R語言機器學習：caret包使用及其黑箱模型解釋（連續變數預測)

作者：黃天元，復旦大學博士在讀，熱愛數據科學與開源工具（R），致力於利用數據科學迅速積累行業經驗優勢和學術知識發現。知乎專欄：R語言數據挖掘 郵箱：[email protected].歡迎合作交流。

caret包是R語言通用機器學習包之一，能夠在統一框架下使用各種不同的模型，從預處理、建模到後期的預測、評估都有非常友好的函數封裝。新近學習的DALEX包是給黑箱提供模型解釋性的利器。事實上，它不僅僅針對黑箱模型，它能夠面向所有模型給出表現的評估、變數的重要性等有價值的信息。本文依照官方文檔，嘗試習得通用的DALEX解釋caret包生成模型的套路。

1 包的載入與數據導入

安裝三個包。

library(pacman) p_load(DALEX,caret,tidyverse)

觀察我們要使用的目標數據：

apartments %>% as_tibble

# A tibble: 1,000 x 6
m2.price construction.year surface floor no.rooms district
<dbl> <dbl> <dbl> <int> <dbl> <fct>
1 5897 1953 25 3 1 Srodmiescie
2 1818 1992 143 9 5 Bielany
3 3643 1937 56 1 2 Praga
4 3517 1995 93 7 3 Ochota
5 3013 1992 144 6 5 Mokotow
6 5795 1926 61 6 2 Srodmiescie
7 2983 1970 127 8 5 Mokotow
8 2346 1985 105 8 4 Ursus
9 4745 1928 145 6 6 Srodmiescie
10 4284 1949 112 9 4 Srodmiescie
# ... with 990 more rows

2 使用caret包迅速建模

這裡，以m2.price作為響應變數，其餘所有變數作為解釋變數，進行建模。嘗試模型包括：隨機森林、GBM和神經網路。其中，隨機森林設置樹的數量為100，GBM使用默認設置，神經網路在預處理的時候要進行中心化和標準化，最大迭代次數設置為500次，使用線性輸出單元，並設置網格對超參數進行優化的選項（這裡用了兩個隱藏層，權重衰減參數設為0，只設置了一個值，沒有用網格去優化）。代碼如下：

#下面這串代碼的運行可能要等待一段時間

set.seed(123)
regr_rf <- train(m2.price~., data = apartments, method="rf", ntree = 100)

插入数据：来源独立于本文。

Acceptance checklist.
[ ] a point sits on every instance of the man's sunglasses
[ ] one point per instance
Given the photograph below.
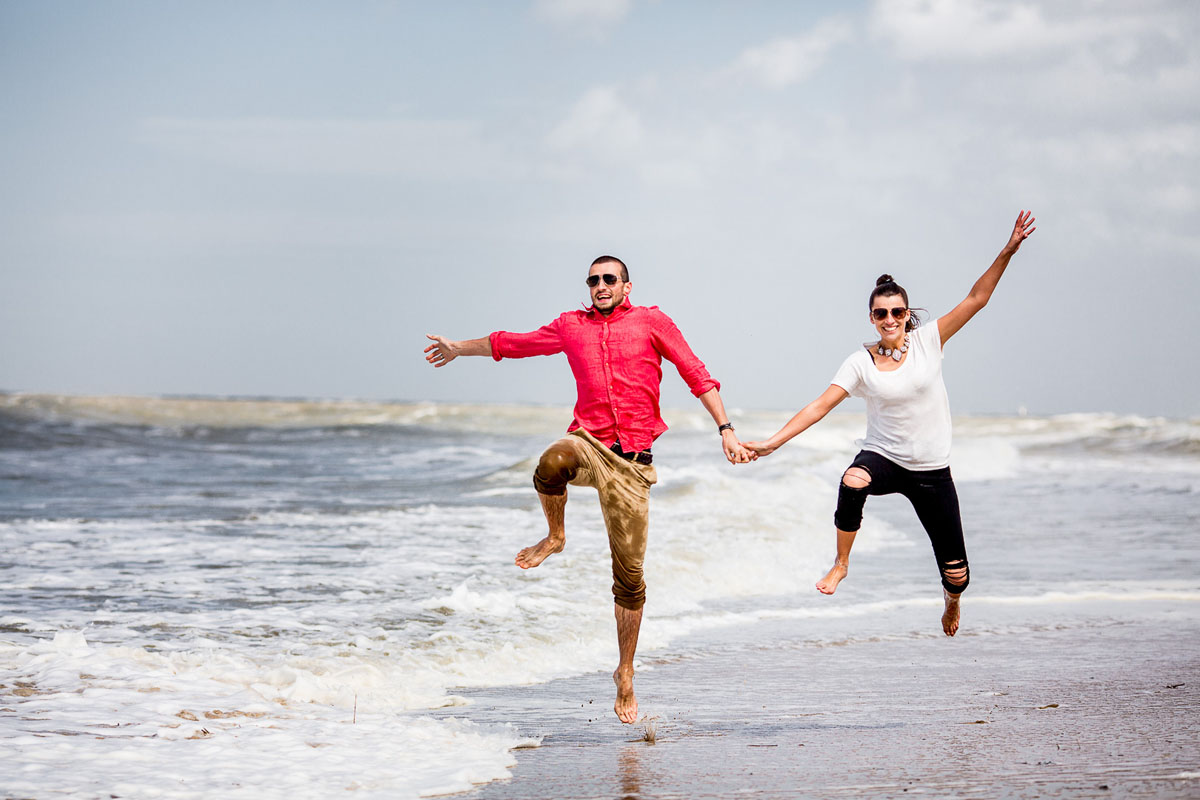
(880, 314)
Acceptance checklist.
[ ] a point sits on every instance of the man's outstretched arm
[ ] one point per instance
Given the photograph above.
(444, 350)
(730, 444)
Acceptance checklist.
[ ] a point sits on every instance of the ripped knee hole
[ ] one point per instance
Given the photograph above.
(856, 477)
(955, 573)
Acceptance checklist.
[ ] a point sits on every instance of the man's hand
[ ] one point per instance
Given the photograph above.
(759, 447)
(733, 449)
(442, 352)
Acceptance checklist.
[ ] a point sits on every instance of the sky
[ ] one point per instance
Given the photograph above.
(269, 198)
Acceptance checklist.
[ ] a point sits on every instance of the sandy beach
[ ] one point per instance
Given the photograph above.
(1029, 701)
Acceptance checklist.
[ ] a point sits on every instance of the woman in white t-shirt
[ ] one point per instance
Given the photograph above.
(907, 444)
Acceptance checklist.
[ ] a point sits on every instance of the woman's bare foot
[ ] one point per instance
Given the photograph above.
(627, 703)
(951, 618)
(532, 557)
(828, 584)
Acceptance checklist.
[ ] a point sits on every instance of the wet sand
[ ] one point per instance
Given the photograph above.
(1026, 702)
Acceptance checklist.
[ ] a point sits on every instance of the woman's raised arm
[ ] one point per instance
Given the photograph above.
(981, 293)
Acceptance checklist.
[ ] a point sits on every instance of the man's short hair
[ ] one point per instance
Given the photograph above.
(613, 259)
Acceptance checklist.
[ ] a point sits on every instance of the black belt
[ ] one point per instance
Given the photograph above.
(640, 457)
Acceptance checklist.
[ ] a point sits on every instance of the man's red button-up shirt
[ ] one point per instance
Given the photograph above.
(617, 361)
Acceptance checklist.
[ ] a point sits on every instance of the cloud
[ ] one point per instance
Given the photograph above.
(363, 148)
(786, 61)
(583, 12)
(600, 124)
(976, 30)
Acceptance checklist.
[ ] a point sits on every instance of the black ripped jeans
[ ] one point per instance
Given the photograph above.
(934, 498)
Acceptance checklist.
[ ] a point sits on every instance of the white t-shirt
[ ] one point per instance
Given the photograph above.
(907, 410)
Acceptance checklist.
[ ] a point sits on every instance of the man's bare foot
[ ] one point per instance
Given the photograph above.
(532, 557)
(951, 618)
(828, 584)
(627, 703)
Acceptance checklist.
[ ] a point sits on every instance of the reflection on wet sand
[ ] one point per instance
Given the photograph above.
(629, 770)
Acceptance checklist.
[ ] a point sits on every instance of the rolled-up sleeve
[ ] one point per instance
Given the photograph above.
(670, 343)
(545, 341)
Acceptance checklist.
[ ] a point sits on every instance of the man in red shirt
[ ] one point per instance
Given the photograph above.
(616, 352)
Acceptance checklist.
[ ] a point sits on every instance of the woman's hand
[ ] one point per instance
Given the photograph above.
(735, 450)
(760, 447)
(1021, 230)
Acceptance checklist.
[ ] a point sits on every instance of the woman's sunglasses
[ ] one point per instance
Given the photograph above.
(880, 314)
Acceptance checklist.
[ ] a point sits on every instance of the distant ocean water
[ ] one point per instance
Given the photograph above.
(263, 597)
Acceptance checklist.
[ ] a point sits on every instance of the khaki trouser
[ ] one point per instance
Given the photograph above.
(581, 459)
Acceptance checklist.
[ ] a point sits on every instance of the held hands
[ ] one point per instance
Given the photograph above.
(735, 451)
(1021, 230)
(442, 352)
(760, 447)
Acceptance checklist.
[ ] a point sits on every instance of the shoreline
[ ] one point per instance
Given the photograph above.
(1014, 708)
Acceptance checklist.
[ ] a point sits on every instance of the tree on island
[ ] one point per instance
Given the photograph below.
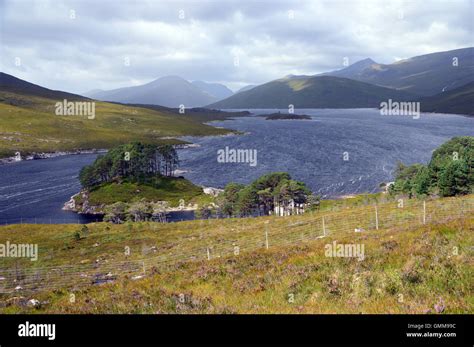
(264, 195)
(135, 161)
(450, 172)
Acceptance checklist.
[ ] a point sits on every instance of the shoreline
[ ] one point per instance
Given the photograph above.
(49, 155)
(55, 154)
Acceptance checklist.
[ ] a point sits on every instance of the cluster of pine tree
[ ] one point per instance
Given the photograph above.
(261, 196)
(133, 160)
(450, 172)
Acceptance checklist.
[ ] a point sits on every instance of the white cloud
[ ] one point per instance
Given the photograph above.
(89, 50)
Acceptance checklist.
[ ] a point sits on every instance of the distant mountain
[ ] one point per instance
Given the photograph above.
(457, 101)
(312, 92)
(244, 89)
(351, 71)
(92, 92)
(217, 90)
(423, 75)
(11, 84)
(169, 91)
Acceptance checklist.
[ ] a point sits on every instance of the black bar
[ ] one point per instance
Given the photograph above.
(227, 329)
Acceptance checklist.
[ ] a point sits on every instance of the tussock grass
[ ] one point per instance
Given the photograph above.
(409, 267)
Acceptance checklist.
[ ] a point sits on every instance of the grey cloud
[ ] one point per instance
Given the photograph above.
(89, 51)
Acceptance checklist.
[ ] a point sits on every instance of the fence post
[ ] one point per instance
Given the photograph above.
(424, 212)
(324, 227)
(376, 218)
(266, 234)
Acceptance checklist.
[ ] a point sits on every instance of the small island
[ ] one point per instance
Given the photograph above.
(279, 116)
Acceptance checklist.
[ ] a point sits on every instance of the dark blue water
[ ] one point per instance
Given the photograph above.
(313, 150)
(36, 190)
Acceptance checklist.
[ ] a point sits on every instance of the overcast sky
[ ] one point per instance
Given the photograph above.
(82, 45)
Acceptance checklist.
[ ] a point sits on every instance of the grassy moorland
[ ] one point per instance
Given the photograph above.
(224, 266)
(29, 124)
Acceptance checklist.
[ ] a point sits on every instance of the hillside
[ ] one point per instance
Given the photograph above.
(29, 124)
(11, 84)
(423, 75)
(458, 101)
(255, 265)
(169, 91)
(312, 92)
(216, 90)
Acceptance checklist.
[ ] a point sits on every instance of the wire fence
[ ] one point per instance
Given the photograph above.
(259, 234)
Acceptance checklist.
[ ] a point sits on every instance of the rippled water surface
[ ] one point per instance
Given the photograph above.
(313, 150)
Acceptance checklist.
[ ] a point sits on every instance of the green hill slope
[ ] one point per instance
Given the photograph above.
(312, 92)
(424, 75)
(28, 122)
(224, 266)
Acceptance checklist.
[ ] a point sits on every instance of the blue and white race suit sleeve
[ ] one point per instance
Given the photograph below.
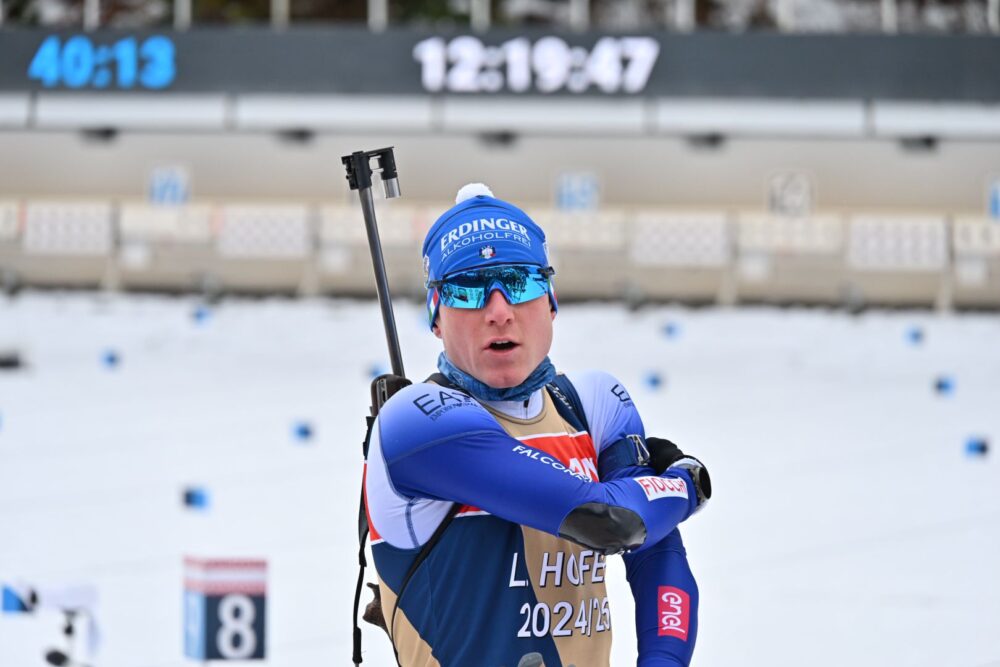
(440, 444)
(665, 591)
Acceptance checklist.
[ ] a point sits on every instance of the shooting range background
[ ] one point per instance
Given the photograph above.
(851, 525)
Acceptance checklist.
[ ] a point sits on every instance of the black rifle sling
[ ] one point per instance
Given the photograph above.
(362, 561)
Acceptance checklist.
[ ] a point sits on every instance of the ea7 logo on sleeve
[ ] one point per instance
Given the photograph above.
(673, 611)
(662, 487)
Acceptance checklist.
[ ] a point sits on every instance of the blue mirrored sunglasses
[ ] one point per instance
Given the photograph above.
(519, 283)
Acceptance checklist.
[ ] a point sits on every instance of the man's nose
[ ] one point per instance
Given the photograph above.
(497, 310)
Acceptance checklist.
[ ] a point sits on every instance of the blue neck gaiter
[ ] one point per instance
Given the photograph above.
(539, 377)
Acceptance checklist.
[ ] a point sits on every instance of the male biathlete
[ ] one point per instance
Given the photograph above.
(496, 489)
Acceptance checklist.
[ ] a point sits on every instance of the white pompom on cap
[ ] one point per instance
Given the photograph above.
(470, 190)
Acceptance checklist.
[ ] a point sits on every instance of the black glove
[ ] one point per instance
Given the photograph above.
(664, 454)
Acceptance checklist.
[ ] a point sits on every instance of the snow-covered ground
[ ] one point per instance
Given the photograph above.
(849, 525)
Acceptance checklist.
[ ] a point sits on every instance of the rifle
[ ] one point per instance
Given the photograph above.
(359, 177)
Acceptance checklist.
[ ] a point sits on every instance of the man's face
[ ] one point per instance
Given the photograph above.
(498, 344)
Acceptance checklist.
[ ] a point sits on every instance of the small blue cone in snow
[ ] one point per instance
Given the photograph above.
(201, 314)
(944, 385)
(302, 431)
(111, 359)
(196, 497)
(977, 446)
(915, 335)
(653, 380)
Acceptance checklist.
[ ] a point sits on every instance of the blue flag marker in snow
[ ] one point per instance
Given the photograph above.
(196, 497)
(12, 603)
(671, 330)
(915, 335)
(653, 379)
(201, 314)
(977, 446)
(944, 385)
(302, 431)
(110, 359)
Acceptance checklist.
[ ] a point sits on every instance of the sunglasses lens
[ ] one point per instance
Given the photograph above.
(471, 289)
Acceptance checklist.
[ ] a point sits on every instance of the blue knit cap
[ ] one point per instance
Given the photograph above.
(480, 230)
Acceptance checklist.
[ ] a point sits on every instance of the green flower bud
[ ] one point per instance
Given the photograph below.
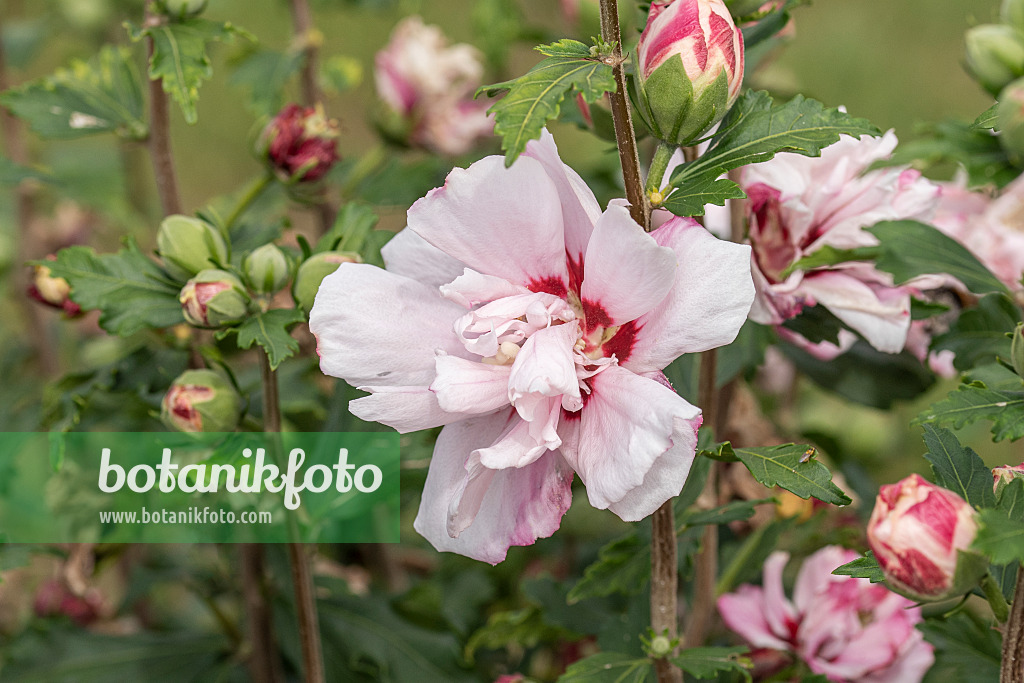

regr_gbm <- train(m2.price~. , data = apartments, method="gbm")

regr_nn <- train(m2.price~., data = apartments,
method = "nnet",
linout = TRUE,
preProcess = c(center, scale),
maxit = 500,
tuneGrid = expand.grid(size = 2, decay = 0),
trControl = trainControl(method = "none", seeds = 1))

3 對模型進行解釋

這裡直接利用DALEX包的explain函數對三個模型進行解釋性分析。需要注意的是，做這個分析需要包含4個信息：1.模型信息；2.標籤信息（如果沒有，會自動從模型抽取）；3.驗證數據集；4.驗證數據集中哪個是響應變數。代碼如下：

data(apartmentsTest)

explainer_regr_rf <- DALEX::explain(regr_rf, label="rf",
data = apartmentsTest, y = apartmentsTest$m2.price)

explainer_regr_gbm <- DALEX::explain(regr_gbm, label = "gbm",
data = apartmentsTest, y = apartmentsTest$m2.price)

explainer_regr_nn <- DALEX::explain(regr_nn, label = "nn",
data = apartmentsTest, y = apartmentsTest$m2.price)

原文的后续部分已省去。